Decision will be entered for Respondent.


Footnotes

  • 1. At the trial of this case, petitioner introduced into evidence a copy of a document entitled "Amendment to Petition to Clarify, Reform, Rectify and Conform" with attached affidavits. That document, which was not filed with the Circuit Court of Cook County, purports to set forth the intention of the parties to the divorce and of the court that the $ 14,000 payment be deductible by petitioner and includible in the income of Lenore Bronstein. The document further recites that Lenore Bronstein had not included the amount in income and that petitioner's deduction of the amount was not allowed by the Internal Revenue Service. Inasmuch as the document was prepared on petitioner's behalf long after entry of the supplemental judgment and after commencement of an audit of petitioner's tax liability for 1976, we find it of no probative value in determining intent at the time the decree was entered.

  • 2. Section 215(a) provides:

    (a) General Rule.--In the case of a husband described in section 71, there shall be allowed as a deduction amounts includible under section 71 in the gross income of his wife, payment of which is made within the husband's taxable year. No deduction shall be allowed under the preceding sentence with respect to any payment if, by reason of section 71(d) or 682, the amount thereof is not includible in the husband's gross income.

  • 3. Section 71(a) provides:

    (a) General Rule.--

    (1) Decree of Divorce or Separate Maintenance.--If a wife is divorced or legally separated from her husband under a decree of divorce or of separate maintenance, the wife's gross income includes periodic payments (whether or not made at regular intervals) received after such decree in discharge of (or attributable to property transferred, in trust or otherwise, in discharge of) a legal obligation which, because of the marital or family relationship, is imposed on or incurred by the husband under the decree or under a written instrument incident to such divorce or separation.

    (2) Written Separation Agreement.--If a wife is separated from her husband and there is a written separation agreement executed after the date of the enactment of this title, the wife's gross income includes periodic payments (whether or not made at regular intervals) received after such agreement is executed which are made under such agreement and because of the marital or family relationship (or which are attributable to property transferred, in trust or otherwise, under such agreement and because of such relationship). This paragraph shall not apply if the husband and wife make a single return jointly.

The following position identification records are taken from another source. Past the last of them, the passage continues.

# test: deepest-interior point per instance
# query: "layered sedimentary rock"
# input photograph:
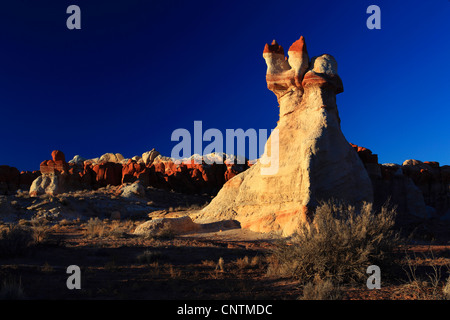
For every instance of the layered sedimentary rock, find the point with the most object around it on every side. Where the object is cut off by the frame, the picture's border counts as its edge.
(417, 189)
(11, 179)
(193, 176)
(314, 161)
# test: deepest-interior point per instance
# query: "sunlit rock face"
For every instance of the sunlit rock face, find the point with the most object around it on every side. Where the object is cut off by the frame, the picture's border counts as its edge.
(313, 160)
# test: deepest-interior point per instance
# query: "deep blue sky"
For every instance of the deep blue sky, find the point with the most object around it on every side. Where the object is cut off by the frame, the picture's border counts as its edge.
(137, 70)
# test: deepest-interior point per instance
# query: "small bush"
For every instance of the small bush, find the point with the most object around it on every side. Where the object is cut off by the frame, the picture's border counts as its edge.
(11, 289)
(320, 290)
(338, 245)
(149, 257)
(14, 241)
(41, 230)
(446, 289)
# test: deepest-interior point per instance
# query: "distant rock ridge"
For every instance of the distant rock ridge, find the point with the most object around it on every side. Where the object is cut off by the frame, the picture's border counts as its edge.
(192, 175)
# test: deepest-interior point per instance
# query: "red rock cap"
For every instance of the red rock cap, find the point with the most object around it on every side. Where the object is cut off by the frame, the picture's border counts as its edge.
(299, 45)
(273, 48)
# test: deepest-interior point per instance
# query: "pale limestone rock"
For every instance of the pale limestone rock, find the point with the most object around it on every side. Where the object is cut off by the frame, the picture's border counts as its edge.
(149, 156)
(51, 184)
(315, 160)
(135, 189)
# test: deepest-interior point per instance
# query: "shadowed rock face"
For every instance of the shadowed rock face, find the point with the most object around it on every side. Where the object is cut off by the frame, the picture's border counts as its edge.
(315, 161)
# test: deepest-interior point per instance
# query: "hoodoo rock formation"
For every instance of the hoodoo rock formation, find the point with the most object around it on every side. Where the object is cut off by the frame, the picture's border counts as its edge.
(315, 161)
(191, 176)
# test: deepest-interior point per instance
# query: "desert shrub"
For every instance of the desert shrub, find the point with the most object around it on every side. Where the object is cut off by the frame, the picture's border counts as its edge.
(446, 289)
(95, 228)
(429, 287)
(14, 241)
(11, 289)
(41, 229)
(321, 290)
(148, 257)
(338, 245)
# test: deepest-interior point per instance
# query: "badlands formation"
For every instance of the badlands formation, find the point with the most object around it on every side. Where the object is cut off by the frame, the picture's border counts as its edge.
(310, 158)
(315, 161)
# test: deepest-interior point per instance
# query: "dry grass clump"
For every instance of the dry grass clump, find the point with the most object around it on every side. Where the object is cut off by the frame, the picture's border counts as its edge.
(11, 289)
(432, 286)
(41, 230)
(321, 290)
(14, 241)
(148, 257)
(95, 228)
(338, 246)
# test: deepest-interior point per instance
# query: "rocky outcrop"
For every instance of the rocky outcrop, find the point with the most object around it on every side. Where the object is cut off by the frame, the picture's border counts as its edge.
(314, 161)
(417, 189)
(54, 175)
(193, 176)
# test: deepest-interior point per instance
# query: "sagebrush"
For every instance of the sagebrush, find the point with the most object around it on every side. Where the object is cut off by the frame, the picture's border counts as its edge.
(339, 244)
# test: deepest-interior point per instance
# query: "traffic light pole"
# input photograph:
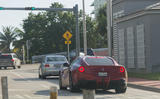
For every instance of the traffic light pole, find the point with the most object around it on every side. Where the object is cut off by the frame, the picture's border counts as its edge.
(74, 9)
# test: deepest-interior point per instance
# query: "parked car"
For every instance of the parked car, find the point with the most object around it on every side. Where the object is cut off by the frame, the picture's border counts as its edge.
(9, 60)
(93, 72)
(51, 65)
(73, 53)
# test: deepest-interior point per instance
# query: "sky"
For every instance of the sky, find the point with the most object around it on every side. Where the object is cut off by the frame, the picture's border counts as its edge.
(14, 18)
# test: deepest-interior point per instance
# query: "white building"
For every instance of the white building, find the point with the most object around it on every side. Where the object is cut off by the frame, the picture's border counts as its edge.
(97, 5)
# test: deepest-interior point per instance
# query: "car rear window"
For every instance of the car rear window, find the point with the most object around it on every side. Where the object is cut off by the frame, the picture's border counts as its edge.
(54, 59)
(5, 57)
(99, 61)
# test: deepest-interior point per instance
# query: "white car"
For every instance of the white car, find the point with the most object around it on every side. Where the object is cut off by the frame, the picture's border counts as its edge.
(51, 65)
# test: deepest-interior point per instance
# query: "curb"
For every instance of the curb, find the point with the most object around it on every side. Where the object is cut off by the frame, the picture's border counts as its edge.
(153, 89)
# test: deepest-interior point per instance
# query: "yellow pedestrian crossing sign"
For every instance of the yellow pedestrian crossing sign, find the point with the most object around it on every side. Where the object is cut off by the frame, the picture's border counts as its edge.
(67, 35)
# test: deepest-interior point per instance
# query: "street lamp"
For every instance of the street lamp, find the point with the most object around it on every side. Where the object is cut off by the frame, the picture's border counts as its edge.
(109, 26)
(84, 29)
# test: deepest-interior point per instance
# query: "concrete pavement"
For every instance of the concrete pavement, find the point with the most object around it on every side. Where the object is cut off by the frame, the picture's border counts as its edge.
(144, 84)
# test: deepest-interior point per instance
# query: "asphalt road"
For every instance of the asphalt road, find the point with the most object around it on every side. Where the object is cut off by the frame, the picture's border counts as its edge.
(24, 84)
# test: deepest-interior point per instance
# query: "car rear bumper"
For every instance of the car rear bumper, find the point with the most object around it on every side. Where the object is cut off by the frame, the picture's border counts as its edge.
(103, 84)
(51, 73)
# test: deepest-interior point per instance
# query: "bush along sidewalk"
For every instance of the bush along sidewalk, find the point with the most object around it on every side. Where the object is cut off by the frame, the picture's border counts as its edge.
(149, 76)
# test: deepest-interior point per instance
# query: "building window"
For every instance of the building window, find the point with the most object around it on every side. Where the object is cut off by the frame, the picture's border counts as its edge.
(121, 47)
(130, 47)
(140, 46)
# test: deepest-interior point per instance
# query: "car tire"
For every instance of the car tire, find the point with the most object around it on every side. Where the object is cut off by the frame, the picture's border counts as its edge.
(120, 89)
(60, 84)
(71, 86)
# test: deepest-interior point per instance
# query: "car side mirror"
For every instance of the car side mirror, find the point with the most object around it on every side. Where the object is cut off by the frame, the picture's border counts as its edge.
(66, 65)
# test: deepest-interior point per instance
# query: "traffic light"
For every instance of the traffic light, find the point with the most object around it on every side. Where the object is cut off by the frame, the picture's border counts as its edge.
(30, 8)
(1, 8)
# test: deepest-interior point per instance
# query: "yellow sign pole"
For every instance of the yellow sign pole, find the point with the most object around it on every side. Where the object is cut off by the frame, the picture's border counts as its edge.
(67, 35)
(68, 53)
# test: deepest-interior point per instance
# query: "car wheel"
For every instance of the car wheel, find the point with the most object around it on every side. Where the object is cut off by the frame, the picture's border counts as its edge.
(71, 86)
(120, 89)
(60, 84)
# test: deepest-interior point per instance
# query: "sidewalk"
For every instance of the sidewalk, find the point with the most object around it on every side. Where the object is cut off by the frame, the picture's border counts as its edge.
(150, 85)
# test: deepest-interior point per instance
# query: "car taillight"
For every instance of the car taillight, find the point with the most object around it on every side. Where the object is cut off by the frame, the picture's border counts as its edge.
(81, 69)
(46, 65)
(122, 69)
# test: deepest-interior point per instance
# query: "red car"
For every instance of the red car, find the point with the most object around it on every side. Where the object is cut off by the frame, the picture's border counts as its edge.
(93, 72)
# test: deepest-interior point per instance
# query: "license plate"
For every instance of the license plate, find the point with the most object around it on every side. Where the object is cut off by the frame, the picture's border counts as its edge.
(102, 74)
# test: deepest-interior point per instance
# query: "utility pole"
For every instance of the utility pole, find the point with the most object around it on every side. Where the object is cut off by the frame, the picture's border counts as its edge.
(24, 62)
(84, 29)
(109, 26)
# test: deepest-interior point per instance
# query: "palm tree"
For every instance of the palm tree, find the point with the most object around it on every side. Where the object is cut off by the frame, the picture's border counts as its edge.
(7, 37)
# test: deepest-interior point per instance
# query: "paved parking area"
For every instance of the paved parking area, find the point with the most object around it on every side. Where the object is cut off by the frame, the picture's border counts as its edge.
(24, 84)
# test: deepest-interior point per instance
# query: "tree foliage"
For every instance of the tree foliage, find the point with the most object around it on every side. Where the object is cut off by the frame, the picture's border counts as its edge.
(7, 37)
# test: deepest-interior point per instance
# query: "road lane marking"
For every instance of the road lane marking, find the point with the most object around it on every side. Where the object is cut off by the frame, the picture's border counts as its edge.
(29, 97)
(19, 96)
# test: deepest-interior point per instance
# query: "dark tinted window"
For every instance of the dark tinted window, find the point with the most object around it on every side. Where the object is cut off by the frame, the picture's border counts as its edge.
(5, 57)
(99, 61)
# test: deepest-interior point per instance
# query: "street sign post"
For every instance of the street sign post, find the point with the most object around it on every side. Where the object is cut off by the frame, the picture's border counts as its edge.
(74, 9)
(67, 35)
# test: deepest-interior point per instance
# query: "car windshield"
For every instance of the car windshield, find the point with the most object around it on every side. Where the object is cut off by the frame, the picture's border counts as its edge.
(54, 59)
(99, 61)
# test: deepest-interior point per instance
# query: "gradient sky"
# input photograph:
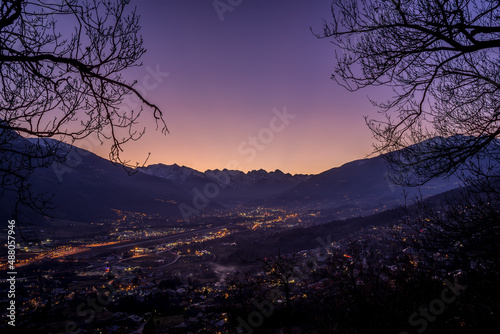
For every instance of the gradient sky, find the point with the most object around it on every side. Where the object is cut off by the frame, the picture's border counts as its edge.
(226, 78)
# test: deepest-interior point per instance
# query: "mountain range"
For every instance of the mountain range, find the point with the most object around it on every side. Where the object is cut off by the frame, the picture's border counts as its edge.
(87, 187)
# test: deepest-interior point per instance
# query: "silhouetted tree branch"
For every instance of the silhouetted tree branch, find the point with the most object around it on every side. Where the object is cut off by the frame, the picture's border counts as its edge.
(61, 65)
(441, 60)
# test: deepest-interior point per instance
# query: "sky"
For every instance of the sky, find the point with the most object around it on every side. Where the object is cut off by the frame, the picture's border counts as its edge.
(246, 87)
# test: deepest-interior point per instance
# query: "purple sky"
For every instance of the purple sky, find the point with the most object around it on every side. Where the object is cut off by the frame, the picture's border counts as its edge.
(226, 78)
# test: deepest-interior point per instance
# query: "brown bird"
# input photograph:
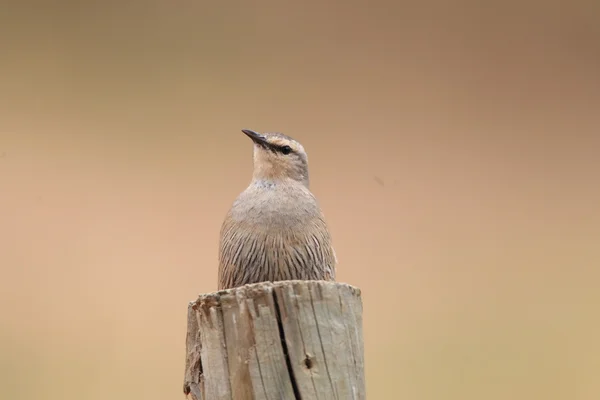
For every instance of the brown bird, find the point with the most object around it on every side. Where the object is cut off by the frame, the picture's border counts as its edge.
(275, 229)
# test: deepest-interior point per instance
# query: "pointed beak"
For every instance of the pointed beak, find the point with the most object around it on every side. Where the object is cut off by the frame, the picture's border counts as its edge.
(255, 136)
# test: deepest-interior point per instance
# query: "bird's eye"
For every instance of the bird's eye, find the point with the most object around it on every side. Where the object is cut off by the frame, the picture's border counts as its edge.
(286, 149)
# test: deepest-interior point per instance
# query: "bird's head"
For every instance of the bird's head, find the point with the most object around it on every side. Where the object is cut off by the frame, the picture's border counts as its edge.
(278, 157)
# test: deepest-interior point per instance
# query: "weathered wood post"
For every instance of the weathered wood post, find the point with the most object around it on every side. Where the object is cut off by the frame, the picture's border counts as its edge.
(282, 340)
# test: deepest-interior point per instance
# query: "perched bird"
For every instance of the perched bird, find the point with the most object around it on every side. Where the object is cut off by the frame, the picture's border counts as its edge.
(275, 229)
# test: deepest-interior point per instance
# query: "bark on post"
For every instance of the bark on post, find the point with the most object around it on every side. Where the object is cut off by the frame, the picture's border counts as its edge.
(282, 340)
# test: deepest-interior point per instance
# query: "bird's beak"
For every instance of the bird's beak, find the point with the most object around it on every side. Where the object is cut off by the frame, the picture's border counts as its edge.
(255, 136)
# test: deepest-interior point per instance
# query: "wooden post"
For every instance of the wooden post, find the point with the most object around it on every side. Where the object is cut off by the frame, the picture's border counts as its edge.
(282, 340)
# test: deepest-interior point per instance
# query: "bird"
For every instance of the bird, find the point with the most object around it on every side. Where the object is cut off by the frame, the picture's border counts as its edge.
(275, 229)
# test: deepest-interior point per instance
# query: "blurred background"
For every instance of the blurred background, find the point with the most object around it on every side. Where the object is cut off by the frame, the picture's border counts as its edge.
(453, 146)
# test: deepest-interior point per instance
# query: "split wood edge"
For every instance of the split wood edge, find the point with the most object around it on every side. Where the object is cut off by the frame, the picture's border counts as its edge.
(281, 340)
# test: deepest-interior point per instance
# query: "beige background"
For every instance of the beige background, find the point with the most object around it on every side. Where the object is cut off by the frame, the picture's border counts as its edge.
(454, 148)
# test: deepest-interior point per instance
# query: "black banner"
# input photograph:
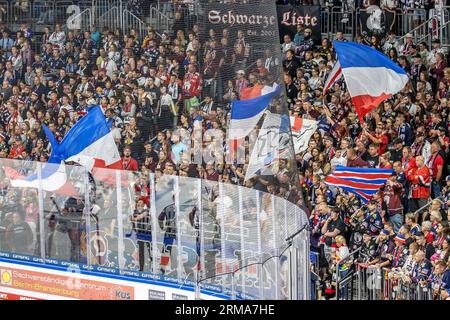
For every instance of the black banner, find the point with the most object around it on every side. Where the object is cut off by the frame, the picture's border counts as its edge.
(258, 23)
(375, 21)
(289, 16)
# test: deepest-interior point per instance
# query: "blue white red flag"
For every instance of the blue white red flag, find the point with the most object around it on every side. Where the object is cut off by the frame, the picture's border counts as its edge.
(364, 182)
(333, 76)
(88, 143)
(246, 113)
(371, 77)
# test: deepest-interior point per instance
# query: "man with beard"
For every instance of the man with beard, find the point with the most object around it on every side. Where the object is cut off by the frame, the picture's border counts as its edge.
(306, 45)
(291, 63)
(385, 247)
(145, 116)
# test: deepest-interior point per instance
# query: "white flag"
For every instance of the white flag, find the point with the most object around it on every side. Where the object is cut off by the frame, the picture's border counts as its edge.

    (3) Decree for Support.--If a wife is separated from her husband, the wife's gross income includes periodic payments (whether or not made at regular intervals) received by her after the date of the enactment of this title from her husband under a decree entered after March 1, 1954, requiring the husband to make the payments for her support or maintenance. This paragraph shall not apply if the husband and wife make a single return jointly.

  • 4. Section 71(c) provides:

    (c) Principal Sum Paid in Installments.--

    (1) General Rule.--For purposes of subsection (a), installment payments discharging a part of an obligation the principal sum of which is, either in terms of money or property, specified in the decree, instrument, or agreement shall not be treated as periodic payments.

    (2) Where Period for Payment is More Than 10 Years.--If, by the terms of the decree, instrument, or agreement, the principal sum referred to in paragraph (1) is to be paid or may be paid over a period ending more than 10 years from the date of such decree, instrument, or agreement, then (notwithstanding paragraph (1)) the installment payments shall be treated as periodic payments for purposes of subsection (a), but (in the case of any one taxable year of the wife) only to the extent of 10 percent of the principal sum. For purposes of the preceding sentence, the part of any principal sum which is allocable to a period after the taxable year of the wife in which it is received shall be treated as an installment payment for the taxable year in which it is received.

  • 5. T.C. Memo 1971-147">T.C. Memo 1971-147.